TElecom Surveillance Upgrade
Home asks NBR to exempt telcos from import duty
The home ministry has requested the National Board of Revenue to waive any payment of tax on the import of equipment which will be used to upgrade the government’s mobile phone surveillance system, NBR officials told New Age. A letter from the home ministry’s senior secretary Md Mozammel Haque Khan has recently asked NBR chairman Md Nojibur Rahman to ‘personally intervene’ to allow the waiver at ‘the national interest and to ensure state security and law and order.’
The letter explained that although the phone operators had agreed to pay for the equipment for the ‘lawful interception’, ‘they have expressed their inability to pay any tax.’
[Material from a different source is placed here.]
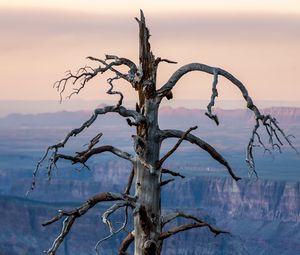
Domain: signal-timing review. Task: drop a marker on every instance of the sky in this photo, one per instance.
(257, 41)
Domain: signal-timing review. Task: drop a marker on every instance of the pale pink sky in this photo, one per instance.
(257, 42)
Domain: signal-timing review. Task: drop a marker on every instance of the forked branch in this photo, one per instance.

‘The NTMC (National Telecommunication Monitoring Centre) has been doing its work with equipment installed seven years ago,’ the letter states. ‘This equipment has served out its tenure. The equipment installed then could only monitor mobile phone calls and now the installation needs to be upgraded.’
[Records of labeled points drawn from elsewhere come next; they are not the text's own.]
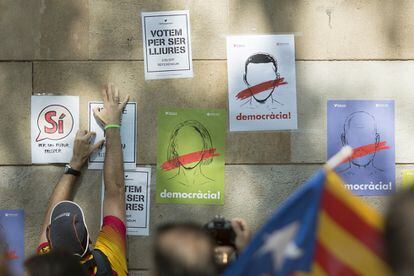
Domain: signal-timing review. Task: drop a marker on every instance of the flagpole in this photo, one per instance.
(338, 158)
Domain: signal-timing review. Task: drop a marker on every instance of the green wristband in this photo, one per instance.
(112, 126)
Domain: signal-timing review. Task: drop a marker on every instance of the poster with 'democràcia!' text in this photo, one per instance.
(190, 156)
(262, 82)
(54, 123)
(368, 127)
(167, 45)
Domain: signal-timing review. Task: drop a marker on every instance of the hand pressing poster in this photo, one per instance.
(12, 239)
(368, 127)
(137, 200)
(128, 136)
(167, 45)
(262, 82)
(190, 156)
(54, 123)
A similar request had been made by the home ministry in September 2014, but the NBR had at that time said that it was unable to agree to allow an exemption.
In 2005, an amendment to the Telecommunication Act 2001 allowed the government for the first time to intercept mobile phone communications.
Seven years later, in 2013, the NTMC was established at the home ministry in a separate office.
A senior official of a mobile phone company said that paying for the equipment was already a significant cost for the companies and so they were not willing to pay the tax.
‘The cost is around Tk 25 crore to upgrade the surveillance system of the NTMC and we agreed to bear it according to the law. The mobile companies do not make any revenue from the NTMC operation,’ he said.
The government last month stopped the internet-based communication applications Viber, WhatsApp, Tango and several others for four days citing security reason as the NTMC does not have technology to monitor those communications.